Alternatives to going to court for family law disputes
Sir Andrew McFarlane, President of the Family Division and Chair of the Family Justice Council, speaking recently during a BBC Radio 4 broadcast has set out his view that “about 20% of the families who come to court to have a dispute about their children resolved, would be better served by at least, first of all trying to sort it out themselves in other ways.”
Before making a family court application, unless some of the limited exemptions apply (for example, in cases where there is real urgency) applicants must attend a Mediation Information and Assessment Meeting (MIAM). This allows applicants to explore, with a mediator, whether mediation would be appropriate for their case. This requirement is strictly upheld and the court can reject an application or order parties to attend if they have not previously attended or wrongly claimed an exemption.
There are many alternatives to going to court when it comes to resolving family law disputes, whether they be about finances or children, and these include:
- Mediation - the parties agree the identity of their mediator, who is an impartial and independent professional, trained to assist couples resolve disputes. The mediator does not enforce a solution but helps the couple work together to reach an agreement. The Government has recently launched a scheme whereby eligible couples can receive a contribution of up to £500 towards the cost of mediation in a bid to try and encourage couples to engage in mediation first before turning to the courts.
- Collaborative Law - couples agree in writing with their solicitors to work towards reaching an agreement, without going to court. Negotiations to try and reach an agreement take place between each of the parties and their respective lawyers.
- Arbitration - the parties appoint an arbitrator (usually a family law barrister or solicitor) who considers the case each party puts forward and makes a decision as to the dispute that will be final and legally binding on the couple.

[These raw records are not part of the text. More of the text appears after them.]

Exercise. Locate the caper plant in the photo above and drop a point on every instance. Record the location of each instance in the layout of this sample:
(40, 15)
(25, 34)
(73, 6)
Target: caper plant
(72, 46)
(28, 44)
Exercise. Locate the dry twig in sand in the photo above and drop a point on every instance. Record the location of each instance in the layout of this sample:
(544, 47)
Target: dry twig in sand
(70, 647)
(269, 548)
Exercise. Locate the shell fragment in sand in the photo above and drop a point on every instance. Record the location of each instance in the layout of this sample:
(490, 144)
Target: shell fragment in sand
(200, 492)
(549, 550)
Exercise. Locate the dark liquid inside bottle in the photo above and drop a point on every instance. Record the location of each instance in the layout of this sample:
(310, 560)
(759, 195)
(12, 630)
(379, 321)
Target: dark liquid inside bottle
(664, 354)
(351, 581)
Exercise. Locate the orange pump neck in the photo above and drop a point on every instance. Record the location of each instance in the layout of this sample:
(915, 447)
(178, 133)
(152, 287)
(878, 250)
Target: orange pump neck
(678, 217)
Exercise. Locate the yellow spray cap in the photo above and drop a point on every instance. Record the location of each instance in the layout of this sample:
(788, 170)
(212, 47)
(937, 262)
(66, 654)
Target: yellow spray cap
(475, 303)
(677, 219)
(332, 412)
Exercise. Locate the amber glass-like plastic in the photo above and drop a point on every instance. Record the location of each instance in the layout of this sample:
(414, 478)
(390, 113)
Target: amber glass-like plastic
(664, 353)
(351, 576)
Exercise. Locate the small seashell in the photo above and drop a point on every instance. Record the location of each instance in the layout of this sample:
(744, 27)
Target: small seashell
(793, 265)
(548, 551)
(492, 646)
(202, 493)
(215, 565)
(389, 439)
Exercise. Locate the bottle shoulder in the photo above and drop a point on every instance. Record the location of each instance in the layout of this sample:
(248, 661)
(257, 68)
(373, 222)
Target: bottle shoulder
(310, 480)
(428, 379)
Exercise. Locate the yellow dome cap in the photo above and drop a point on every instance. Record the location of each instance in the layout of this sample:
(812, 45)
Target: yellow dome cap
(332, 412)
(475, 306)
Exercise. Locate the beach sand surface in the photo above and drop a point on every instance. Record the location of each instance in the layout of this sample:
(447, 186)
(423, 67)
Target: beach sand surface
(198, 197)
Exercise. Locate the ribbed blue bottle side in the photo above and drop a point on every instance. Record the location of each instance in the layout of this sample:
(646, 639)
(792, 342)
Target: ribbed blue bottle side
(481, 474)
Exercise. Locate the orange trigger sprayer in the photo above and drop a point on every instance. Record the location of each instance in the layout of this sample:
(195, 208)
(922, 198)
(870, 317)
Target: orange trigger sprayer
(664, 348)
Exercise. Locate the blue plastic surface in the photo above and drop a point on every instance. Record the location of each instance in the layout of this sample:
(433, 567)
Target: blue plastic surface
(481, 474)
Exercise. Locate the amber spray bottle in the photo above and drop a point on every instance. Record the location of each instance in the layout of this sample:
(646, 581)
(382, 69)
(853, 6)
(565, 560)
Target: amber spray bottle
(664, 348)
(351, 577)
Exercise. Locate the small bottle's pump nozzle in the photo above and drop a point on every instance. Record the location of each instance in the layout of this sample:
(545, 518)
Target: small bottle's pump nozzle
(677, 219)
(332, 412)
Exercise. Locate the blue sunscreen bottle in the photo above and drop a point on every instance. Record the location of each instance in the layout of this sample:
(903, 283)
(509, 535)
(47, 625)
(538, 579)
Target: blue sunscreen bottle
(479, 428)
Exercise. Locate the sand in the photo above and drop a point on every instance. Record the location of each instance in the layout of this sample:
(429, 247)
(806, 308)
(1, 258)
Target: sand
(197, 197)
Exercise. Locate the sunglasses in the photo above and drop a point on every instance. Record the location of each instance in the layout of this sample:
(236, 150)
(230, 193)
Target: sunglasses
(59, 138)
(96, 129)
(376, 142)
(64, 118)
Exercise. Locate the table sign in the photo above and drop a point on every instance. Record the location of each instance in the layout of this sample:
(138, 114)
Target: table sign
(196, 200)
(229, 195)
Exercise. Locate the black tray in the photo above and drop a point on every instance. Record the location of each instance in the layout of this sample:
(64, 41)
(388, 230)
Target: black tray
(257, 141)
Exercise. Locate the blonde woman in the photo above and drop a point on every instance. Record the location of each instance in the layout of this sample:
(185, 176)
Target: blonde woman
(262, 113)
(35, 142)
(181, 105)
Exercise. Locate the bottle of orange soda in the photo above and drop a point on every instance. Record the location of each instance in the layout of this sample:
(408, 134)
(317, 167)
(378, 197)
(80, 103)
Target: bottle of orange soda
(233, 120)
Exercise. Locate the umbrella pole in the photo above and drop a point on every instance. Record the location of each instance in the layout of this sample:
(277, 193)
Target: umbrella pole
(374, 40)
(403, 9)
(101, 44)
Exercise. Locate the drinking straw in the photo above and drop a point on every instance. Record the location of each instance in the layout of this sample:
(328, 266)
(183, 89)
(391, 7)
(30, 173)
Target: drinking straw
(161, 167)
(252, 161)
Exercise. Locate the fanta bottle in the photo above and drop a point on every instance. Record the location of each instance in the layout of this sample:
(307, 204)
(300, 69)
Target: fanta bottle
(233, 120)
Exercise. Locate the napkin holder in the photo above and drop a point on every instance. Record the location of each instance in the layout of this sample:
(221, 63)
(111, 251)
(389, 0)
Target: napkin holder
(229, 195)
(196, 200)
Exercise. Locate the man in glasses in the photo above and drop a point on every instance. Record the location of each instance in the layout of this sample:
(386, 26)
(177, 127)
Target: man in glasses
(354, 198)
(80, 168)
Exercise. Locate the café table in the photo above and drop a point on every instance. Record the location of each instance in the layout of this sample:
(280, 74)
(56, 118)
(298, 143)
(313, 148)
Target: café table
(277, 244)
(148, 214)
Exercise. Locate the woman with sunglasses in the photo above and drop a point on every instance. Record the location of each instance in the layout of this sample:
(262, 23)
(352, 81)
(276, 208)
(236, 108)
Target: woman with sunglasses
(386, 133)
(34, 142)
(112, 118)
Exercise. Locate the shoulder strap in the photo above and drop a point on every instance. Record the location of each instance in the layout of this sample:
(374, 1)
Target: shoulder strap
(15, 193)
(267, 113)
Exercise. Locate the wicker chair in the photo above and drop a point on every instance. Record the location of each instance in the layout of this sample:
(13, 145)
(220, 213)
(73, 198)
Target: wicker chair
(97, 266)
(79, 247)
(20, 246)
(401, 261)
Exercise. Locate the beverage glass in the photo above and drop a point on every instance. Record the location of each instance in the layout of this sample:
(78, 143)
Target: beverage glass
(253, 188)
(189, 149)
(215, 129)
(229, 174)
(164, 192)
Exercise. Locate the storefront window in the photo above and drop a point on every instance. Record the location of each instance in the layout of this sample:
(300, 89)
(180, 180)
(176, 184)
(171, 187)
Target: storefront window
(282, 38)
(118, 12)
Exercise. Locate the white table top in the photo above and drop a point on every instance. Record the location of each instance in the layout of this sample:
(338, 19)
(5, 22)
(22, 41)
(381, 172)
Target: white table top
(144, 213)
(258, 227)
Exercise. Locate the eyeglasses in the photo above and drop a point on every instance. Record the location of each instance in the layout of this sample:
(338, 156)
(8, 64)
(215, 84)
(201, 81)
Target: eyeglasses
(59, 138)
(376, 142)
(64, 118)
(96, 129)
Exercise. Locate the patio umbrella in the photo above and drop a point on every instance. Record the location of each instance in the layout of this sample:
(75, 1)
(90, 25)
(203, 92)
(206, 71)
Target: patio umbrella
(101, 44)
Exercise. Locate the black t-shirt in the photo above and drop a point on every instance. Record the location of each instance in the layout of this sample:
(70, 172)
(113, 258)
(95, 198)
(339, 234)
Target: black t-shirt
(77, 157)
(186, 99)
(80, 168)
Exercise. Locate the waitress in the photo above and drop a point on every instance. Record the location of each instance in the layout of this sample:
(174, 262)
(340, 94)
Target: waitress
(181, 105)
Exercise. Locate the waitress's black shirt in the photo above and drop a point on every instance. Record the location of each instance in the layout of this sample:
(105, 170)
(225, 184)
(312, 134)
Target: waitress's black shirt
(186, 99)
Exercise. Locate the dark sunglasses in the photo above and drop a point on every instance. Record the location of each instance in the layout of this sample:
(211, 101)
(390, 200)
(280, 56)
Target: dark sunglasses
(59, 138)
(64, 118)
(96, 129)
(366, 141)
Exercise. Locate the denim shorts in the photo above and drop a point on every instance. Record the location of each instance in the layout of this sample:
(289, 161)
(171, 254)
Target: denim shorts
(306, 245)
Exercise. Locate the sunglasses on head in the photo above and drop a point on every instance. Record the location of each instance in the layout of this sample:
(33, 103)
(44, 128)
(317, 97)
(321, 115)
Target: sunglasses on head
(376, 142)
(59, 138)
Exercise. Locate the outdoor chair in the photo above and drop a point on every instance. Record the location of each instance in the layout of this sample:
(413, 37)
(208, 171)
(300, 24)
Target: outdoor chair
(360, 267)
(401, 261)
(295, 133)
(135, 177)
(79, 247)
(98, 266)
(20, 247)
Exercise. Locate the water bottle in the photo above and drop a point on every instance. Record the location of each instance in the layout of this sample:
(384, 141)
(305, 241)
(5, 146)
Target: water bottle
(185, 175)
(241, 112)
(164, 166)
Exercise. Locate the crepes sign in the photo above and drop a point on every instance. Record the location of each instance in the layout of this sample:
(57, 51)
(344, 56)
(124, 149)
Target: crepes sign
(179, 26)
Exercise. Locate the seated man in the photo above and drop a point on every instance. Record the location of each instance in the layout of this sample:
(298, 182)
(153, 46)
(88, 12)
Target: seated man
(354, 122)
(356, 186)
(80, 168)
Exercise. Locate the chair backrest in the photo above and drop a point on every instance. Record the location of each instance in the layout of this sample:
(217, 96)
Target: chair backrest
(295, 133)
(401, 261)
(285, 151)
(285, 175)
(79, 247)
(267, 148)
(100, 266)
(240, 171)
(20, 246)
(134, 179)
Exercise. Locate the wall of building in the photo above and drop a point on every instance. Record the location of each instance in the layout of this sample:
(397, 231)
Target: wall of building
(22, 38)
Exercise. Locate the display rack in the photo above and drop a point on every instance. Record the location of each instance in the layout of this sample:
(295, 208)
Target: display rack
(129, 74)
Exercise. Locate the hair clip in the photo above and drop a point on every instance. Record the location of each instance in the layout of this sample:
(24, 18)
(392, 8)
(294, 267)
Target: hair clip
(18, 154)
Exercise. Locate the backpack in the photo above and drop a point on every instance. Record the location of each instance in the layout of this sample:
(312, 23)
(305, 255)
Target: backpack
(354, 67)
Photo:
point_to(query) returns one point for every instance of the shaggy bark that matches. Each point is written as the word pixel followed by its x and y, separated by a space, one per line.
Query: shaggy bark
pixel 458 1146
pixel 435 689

Alternative forms of dispute resolution may not always be appropriate, for example, mediation is unlikely to be appropriate for a couple where one or both are making allegations of domestic abuse and/or there is a power imbalance between them that cannot be managed by a mediator.
Alternative forms of dispute resolution are well engrained and form part of the family law framework and, given the overburdened family court, are very much encouraged by family judges. Where alternative forms of dispute resolution are appropriate there can be many advantages, not least saving the emotional and financial cost of going to court and also enabling the parties to have more control over the outcome.
My feeling is that about 20% of the families who come to court to have a dispute about their children resolved, would be better served by at least, first of all trying to sort it out themselves in other ways.